De son côté, la narratrice fait la connaissance de plusieurs femmes de la cité, et elle se rend compte que les coutumes, sur cette planète, sont bizarres, voire rétrogrades : les femmes sont vouées au mariage. Elles sont destinées à s'occuper des enfants et de la maison. Et les hommes ? Les hommes sont des êtres aux besoins sexuels démesurés, qu'ils assouvissent dans les liens du mariage, mais sans importuner leur femme : en effet, chaque femme fait faire sa statue quand elle a quinze ans. Elle l'expose jusqu'à ce qu'un homme lui en demande la clef. À partir de là, cet homme s'engage à l'épouser et, en contrepartie, il peut coucher autant qu'il veut avec... sa statue ! Il l'échange même avec celles qui appartiennent aux autres hommes, et il peut avoir des relations sexuelles à volonté, même si c'est avec une sœur, une mère, puisque ces statues abolissent tout tabou.
Un jour, Valentin est retrouvé assassiné alors qu'il avait emprunté la statue de Vanille, une jeune femme que personne ne voulait épouser, tout comme sa sœur Amande. À partir de là, le récit emprunte la voie du mystère policier. Qui a tué Valentin? Qui a éventré la statue à ses côtés?

La planète des poupées est un roman de science-fiction original, qui aborde le thème de la différence entre les sexes, du mariage, du rôle de la femme. Il nous dépeint des femmes heureuses de leur sort, conditionnées à être des épouses qu'on exempte, par bienveillance, des étreintes avec leurs époux. Pourquoi préfèrent-ils coucher avec les statues? Parce qu'elles acceptent tout, sont inlassables et surtout, elles ne vieillissent pas.
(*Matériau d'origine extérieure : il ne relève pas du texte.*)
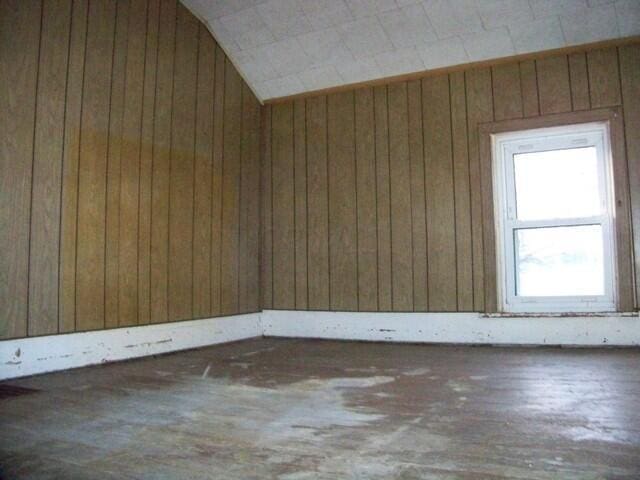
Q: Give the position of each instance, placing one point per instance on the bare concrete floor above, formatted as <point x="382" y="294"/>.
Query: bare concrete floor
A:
<point x="296" y="409"/>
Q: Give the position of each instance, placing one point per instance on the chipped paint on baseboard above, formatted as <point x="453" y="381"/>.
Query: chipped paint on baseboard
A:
<point x="458" y="328"/>
<point x="30" y="356"/>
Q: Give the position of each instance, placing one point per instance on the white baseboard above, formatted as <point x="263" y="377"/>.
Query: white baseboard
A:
<point x="30" y="356"/>
<point x="462" y="328"/>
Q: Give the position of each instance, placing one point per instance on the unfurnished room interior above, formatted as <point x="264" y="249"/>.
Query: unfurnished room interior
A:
<point x="320" y="239"/>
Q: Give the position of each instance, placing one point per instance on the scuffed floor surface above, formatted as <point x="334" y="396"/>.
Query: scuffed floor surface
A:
<point x="295" y="409"/>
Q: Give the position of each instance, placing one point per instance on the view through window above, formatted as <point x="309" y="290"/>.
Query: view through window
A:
<point x="554" y="221"/>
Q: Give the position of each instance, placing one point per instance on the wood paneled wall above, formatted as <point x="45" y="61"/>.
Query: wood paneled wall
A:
<point x="129" y="168"/>
<point x="372" y="198"/>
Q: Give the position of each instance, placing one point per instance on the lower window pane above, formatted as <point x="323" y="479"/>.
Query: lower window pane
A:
<point x="559" y="261"/>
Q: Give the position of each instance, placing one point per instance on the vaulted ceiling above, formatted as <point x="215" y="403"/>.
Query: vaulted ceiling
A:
<point x="285" y="47"/>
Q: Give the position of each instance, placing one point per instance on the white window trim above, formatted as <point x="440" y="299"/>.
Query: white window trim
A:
<point x="503" y="147"/>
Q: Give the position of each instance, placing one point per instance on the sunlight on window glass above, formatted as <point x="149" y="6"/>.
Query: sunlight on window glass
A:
<point x="557" y="184"/>
<point x="559" y="261"/>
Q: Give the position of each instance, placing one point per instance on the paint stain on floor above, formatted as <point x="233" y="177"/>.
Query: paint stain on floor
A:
<point x="296" y="410"/>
Même quand l'épouse sera flétrie, l'homme pourra toujours se satisfaire avec sa statue :

"Rendez-vous compte comme c'est merveilleux pour une vieille femme de se voir toujours belle, toujours jeune, et de savoir que vous inspirez encore du désir autant que cinquante ans avant."
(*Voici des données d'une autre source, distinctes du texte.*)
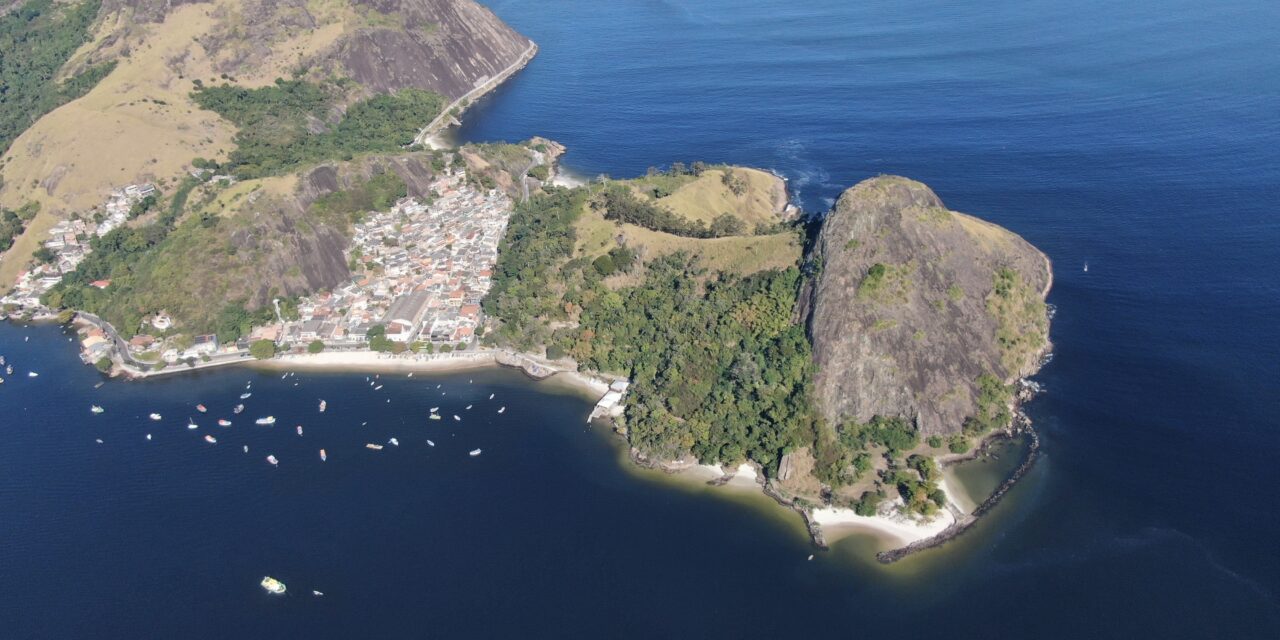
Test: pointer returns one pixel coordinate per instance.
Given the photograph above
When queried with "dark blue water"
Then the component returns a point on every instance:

Cette société profondément misogyne est conçue pour le bien-être et le plaisir des hommes dont le désir n'est motivé que par la jeunesse et la beauté ; les femmes se disent heureuses parce qu'on leur a appris que les relations sexuelles avec leur mari sont une corvée. Elles ont intégré leur rôle :

"Comme je me taisais, elle insista.
— Ce n'est pas comme ça sur la Terre ? Vous avez tort. C'est affreux ; vous, les femmes, êtes obligées de vous plier aux désirs incontrôlables des hommes. La vie conjugale doit être un enfer."
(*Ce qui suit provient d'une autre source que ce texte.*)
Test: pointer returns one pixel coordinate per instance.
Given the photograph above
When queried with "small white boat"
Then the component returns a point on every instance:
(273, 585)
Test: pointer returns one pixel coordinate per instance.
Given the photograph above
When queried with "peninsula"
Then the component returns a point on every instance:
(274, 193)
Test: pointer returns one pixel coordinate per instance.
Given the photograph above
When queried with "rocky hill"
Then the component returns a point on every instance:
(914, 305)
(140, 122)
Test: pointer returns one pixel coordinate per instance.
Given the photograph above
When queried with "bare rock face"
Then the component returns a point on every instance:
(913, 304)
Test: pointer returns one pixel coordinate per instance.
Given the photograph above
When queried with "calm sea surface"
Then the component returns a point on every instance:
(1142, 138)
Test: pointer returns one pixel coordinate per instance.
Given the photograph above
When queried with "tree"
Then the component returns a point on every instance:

On pourrait croire à un discours wittigien, qui pousserait les femmes à sortir de l'hétérosexualité ! La lectrice se réjouit ! La lectrice se dit : c'est un plaidoyer pour le lesbianisme !... La lectrice s'emballe... Eh non... même si la narratrice terrienne pousse aussi à se poser la question : elle se décrit comme une femme qui ne plaît pas aux hommes, qui se trouve laide et qui dit que son intelligence ne lui sert à rien pour séduire (une façon de dire, en miroir, qu'elle n'aime pas les hommes ?) On pressent qu'elle est peut-être attirée par les femmes. Le sujet est d'ailleurs étonnamment présent dans sa bouche p 139 :

"J'aurais eu encore bien d'autres questions à poser, notamment sur l'homosexualité féminine et les statues. Mais je n'ai pas osé aborder ce sujet, parce que quand même..."


"Quand même" ? On se demande si c'est pour ne pas choquer le lecteur (masculin de science-fiction?) des années 70... ou si elle n'ose poser la question pour elle-même... L'auteur n'assume peut-être pas d'aller dans cette direction. Les choses se confirment quand Valentin lui dit dans une lettre qu'il sait qu'elle aime les femmes, même si elle ne l'assumera jamais durant le récit et dira régulièrement qu'elle est éperdument amoureuse d'un tel ou d'un tel... Difficile à comprendre... Les pistes se brouillent encore à la fin, quand elle a une relation ambiguë avec Amande... mais quel dommage que ce ne soit pas exploité et que cela reste à l'état d'allusions... Le récit aurait pris un tout autre relief et aurait rendu la rébellion de la narratrice (car elle va se rebeller contre le système du mariage et des statues) plus forte et plus intéressante. On a du mal à la cerner, mais pas pour le meilleur car cela enlève de la force à son combat.

La réflexion sur les mœurs d'une société, le formatage des individus, est bien vue, la question de la liberté que celui venu d'ailleurs veut imposer à l'autochtone aussi... Qui est rétrograde ? Qui a raison ? Où est le vrai?
On apprécie que le roman ne se termine pas dans un banal happy end, et qu'il laisse les choses dans un entre-deux qui pousse à s'interroger.
Un drôle de livre de SF à découvrir (réédité par les éditions de L'Apprentie en 2022).